I rode my bicycle past your window last night I roller skated to your door at daylight It almost seems like you're avoiding me I'm okay alone, but you got something I need

From the Sappy Song Department

“Brand New Key” by Melanie (1972)

In the ‘Olden days”, roller skates were this kind of thing you stepped into with your regular shoe and tightened up with a key. I think I only tried them a couple of times and I think they sucked. When I was older I went to the rollercade where they still had the 4 wheels, but they had boots you put on. Much better control for doing trick skating or ‘dance’ skating like they did back in the day. Now of course they have come light years from where they were and are ‘in-line’. I am not sure you can actually do the same tricks with the in-line though. I mean can you really dance/skate to ‘Funky Town’ as well? Hmmm...
Old School

New School

This song came out the same year as Clint Homes, “Playground Of My Mind”. “Coconut” by Nillson came out just a bit earlier. There was an innocence that people were trying to recapture after the hippy generation I guess. 
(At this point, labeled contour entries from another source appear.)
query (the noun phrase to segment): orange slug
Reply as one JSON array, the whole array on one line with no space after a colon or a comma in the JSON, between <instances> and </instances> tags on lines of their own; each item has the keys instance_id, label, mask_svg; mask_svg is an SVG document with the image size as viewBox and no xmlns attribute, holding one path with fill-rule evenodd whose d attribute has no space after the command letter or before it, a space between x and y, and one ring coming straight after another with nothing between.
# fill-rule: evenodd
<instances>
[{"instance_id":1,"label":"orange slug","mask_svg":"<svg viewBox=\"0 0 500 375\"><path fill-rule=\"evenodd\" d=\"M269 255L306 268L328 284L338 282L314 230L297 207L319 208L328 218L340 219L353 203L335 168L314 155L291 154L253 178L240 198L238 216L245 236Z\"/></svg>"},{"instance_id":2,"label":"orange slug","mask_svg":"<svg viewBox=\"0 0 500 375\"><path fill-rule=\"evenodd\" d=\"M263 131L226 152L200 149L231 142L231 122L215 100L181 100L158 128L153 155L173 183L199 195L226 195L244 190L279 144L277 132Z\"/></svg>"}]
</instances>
Melanie Safka-Schekeryk, better known as just ‘Melanie’, (Did Cher start the trend of the whole one name thing? Before Madonna and long before Feist, Shakira, and Fergie) was a flower child; she went to art school, she was a folk singer, and she did gigs in Greenwich Village in the ‘60s.  Like a good flower child and self-proclaimed “libertarian”, she was influenced by the Indian mystic/spiritual leader Meher Baba.

Her 1969 song “Bobo’s Party” went to number one in France. Later that year her “Beautiful People” went to number one in the Netherlands. Upon the launch of her debut album, ‘Billboard’ said of her, “... wise beyond her years. Her non-conformist approach to the selections on this LP makes her a new talent to be reckoned with."

She performed at Woodstock and with the lighting of candles (long before bic lighters and cell phones); she was inspired to write her ‘Lay Down (Candles in Rain)’, which became a hit in the summer of 1970.  She kind of became the ‘festival queen’ after that and played at such venues as The Isle of Wight Festival and the Glastonbury Fayre with great success.

Her outrage to how a male-oriented recording industry messed with a successful recording artist’s music was express in her, 1971, “Look What They’ve Done to My Song”.  Some people think her songs are very simple and shallow, but they are really quite brilliant, and were truly a ‘call to arms’ for young women at the time. The great Ray Charles covered this song the very next year. It must have had some meaning that hit home for him Jack!

Her 1972 hit “Brand New Key” was the number one in the world that summer having now sold over 3 million copies.  Politically outspoken, and later the ambassador to UNICEF, she “did alright for a girl” as she defiantly says in the era of the macho man. The innocence of the song is a call to more innocent time but also speaks to a growing ecology movement “I ride my bike, I roller skate, don’t drive no car”. The song also has a certain sexual innuendo about it as well, that Melanie herself has not denied. Some may call this a feminist song, but it was an independence song for sure – “I’m o.k. alone, but you got something I need” – not deeply camouflaged. 

Go ahead, give those skates a try! You never know who you might meet!



1 comment:

JH said...

How I hated that song "Brand New Key" when it first came out round 1971. I was 11 years old. I thought I would give it another listen to forty-two years later. Yup, I still hate it!